Lessons from visualizing systemic racism in Baltimore
In Baltimore, racism has a shape.
Through the middle of the city, a land tract in the shape of an L contains the white neighborhoods where amenities and advantages—from bikeshare stations to bank branches—cluster. On either side of the White L, the Black neighborhoods extend in the shape of a butterfly. There, the manifestation of decades of intentional and structural disadvantage are evident: lower quality grocery stores, highways built through neighborhoods, and behind the homes and schools, a history of redlining and chronic disinvestment.
Dr. Lawrence Brown, a racial equity consultant with the Black Butterfly Academy and incoming Community Research Scholar in the new Center for Urban Health Equity at Morgan State University who studies the impact of historical trauma on community health, first mapped Baltimore’s racial disparities onto its geography in the form of the White L and the Black Butterfly. His book, published this year and catalyzed by the 2015 protests after the killing of Freddie Gray by police in Baltimore, delves into the historical and ongoing decisions around policies, practices, systems, and budgets that both create and uphold racism and structural disadvantage.
In Baltimore, the stark differences between the White L and the Black Butterfly can be felt block to block, neighborhood to neighborhood. But data visualization can bring the scope of the disparities into a cohesive view.
I am a Tableau consultant at Action Analytics, a Bay Area-based firm, but I grew up in Maryland and attended school in Baltimore. A friend of mine there introduced me to Dr. Brown’s work, which shines a clear light on the causes and implications of the segregation present in the city today.
Using Tableau, I was able to visualize some of the key disparities that form the Black Butterfly/White L in Baltimore. While Baltimore, as Dr. Brown told me when we talked about his work, is “the home of American urban apartheid”—it was the first U.S. city to implement racially restrictive zoning ordinances—nearly every major U.S. city shows evidence of past and present racial segregation. Dr. Brown points to research from Douglas Massey, director of Princeton University’s Office of Population Research, that highlights other hypersegregated cities in the country.
I want to share these dashboards and insights from Dr. Brown to encourage exploration of this type of data in other cities. As Dr. Brown says, “Seeing this data presented in the dashboards—even to me—was striking and surprising, but also uplifting because people can clearly see just how wide the disparities are between neighborhoods. And that can motivate action and change.”

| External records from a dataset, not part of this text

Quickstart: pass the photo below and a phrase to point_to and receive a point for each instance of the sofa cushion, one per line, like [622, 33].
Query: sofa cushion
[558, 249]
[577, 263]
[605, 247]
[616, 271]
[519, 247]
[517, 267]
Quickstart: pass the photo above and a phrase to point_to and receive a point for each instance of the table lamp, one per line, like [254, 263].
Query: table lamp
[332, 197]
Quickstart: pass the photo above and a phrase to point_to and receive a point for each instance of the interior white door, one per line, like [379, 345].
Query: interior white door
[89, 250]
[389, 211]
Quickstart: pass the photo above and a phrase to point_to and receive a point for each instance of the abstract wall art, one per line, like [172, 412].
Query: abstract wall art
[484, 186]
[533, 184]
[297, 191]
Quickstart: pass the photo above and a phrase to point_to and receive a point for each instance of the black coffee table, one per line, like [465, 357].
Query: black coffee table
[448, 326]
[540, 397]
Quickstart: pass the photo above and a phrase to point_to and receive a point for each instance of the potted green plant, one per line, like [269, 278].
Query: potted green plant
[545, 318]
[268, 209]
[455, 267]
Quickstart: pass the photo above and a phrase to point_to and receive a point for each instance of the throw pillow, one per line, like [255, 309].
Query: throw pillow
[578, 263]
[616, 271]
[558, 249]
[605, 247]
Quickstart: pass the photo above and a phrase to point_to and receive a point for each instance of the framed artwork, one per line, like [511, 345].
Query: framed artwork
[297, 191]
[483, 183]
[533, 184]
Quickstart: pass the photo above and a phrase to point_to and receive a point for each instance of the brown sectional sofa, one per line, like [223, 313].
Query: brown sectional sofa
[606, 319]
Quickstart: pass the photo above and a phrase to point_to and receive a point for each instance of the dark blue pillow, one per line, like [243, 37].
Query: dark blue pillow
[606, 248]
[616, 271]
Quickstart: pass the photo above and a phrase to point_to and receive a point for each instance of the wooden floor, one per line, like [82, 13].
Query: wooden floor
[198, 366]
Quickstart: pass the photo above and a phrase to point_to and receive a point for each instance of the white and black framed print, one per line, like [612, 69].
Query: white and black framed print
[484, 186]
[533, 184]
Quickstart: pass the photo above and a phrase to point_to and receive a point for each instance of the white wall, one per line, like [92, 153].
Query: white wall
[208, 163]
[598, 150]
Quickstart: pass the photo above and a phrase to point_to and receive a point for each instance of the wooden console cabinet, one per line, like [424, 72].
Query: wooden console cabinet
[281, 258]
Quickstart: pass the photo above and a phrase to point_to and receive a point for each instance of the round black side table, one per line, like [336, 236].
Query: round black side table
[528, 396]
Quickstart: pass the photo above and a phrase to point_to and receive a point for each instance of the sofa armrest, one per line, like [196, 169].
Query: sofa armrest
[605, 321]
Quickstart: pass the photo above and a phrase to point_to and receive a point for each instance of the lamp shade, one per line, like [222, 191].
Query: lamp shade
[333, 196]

Be selective with your metrics
While racial disparities in Baltimore are reflected in a number of indicators, for the purposes of creating a dashboard that opens up a conversation and a window into the city I chose the following five: commute time, child poverty, internet access, investment in small businesses, and unemployment. Based on my own exploratory analysis and Dr. Brown’s research, these metrics clearly indicate racial disparities, and also span a wide range of experiences of urban life to show how widespread and entrenched racism is in Baltimore. These can be powerful metrics to explore when looking at the conditions in any city, state, or country.
Be mindful with your design
I opted to use black and white literally to distinguish and highlight the sharp separation between Black and White neighborhoods in Baltimore. In presenting the data, I chose to use three distinct charts: A bar graph, a scatterplot, and a map. The bar graph opens up the view into the metric by providing a high-level comparison; the scatter plot compares disparities at the neighborhood level and allows the viewer to easily see how disparities play out along racial lines; and the map grounds the data in the geography of the city. It’s important to consider how different charts and data presentations can widen the viewers’ understanding of the situation, and how you might use Tableau to bring these different views to light.
Apply an ethical lens to your work
Presenting the data in a way that is ethical and does not perpetuate harm to vulnerable communities and people is essential. The Urban Institute, with the support of Tableau Foundation, recently released the Do No Harm Guide to offer best practices for working with data on inequities (Urban Institute has also visualized data on the Black Butterfly). The guide covers everything from responsible approaches to data collection and research, to ethical design and visualization practices.
Sourcing feedback from mentors or subject matter experts can help avoid perpetuating harm as well. I accessed data from the Baltimore Neighborhood Indicators Alliance, a nonprofit in Baltimore that provides data to advance equity, and worked closely with mentors from my school and the Tableau Foundation Racial Equity Data Hub advisory board for feedback on the data process and the dashboard.
If you are curious to learn more about the geography of racism in your city or community, I would recommend beginning the process by learning from local organizations and researchers, like Dr. Brown, who are invested in advancing equity. And if you decide to develop a dashboard to share the data and research, make sure to source feedback along the way and consult the Do No Harm Guide to ensure you’re vizzing in a way that advances equity and understanding.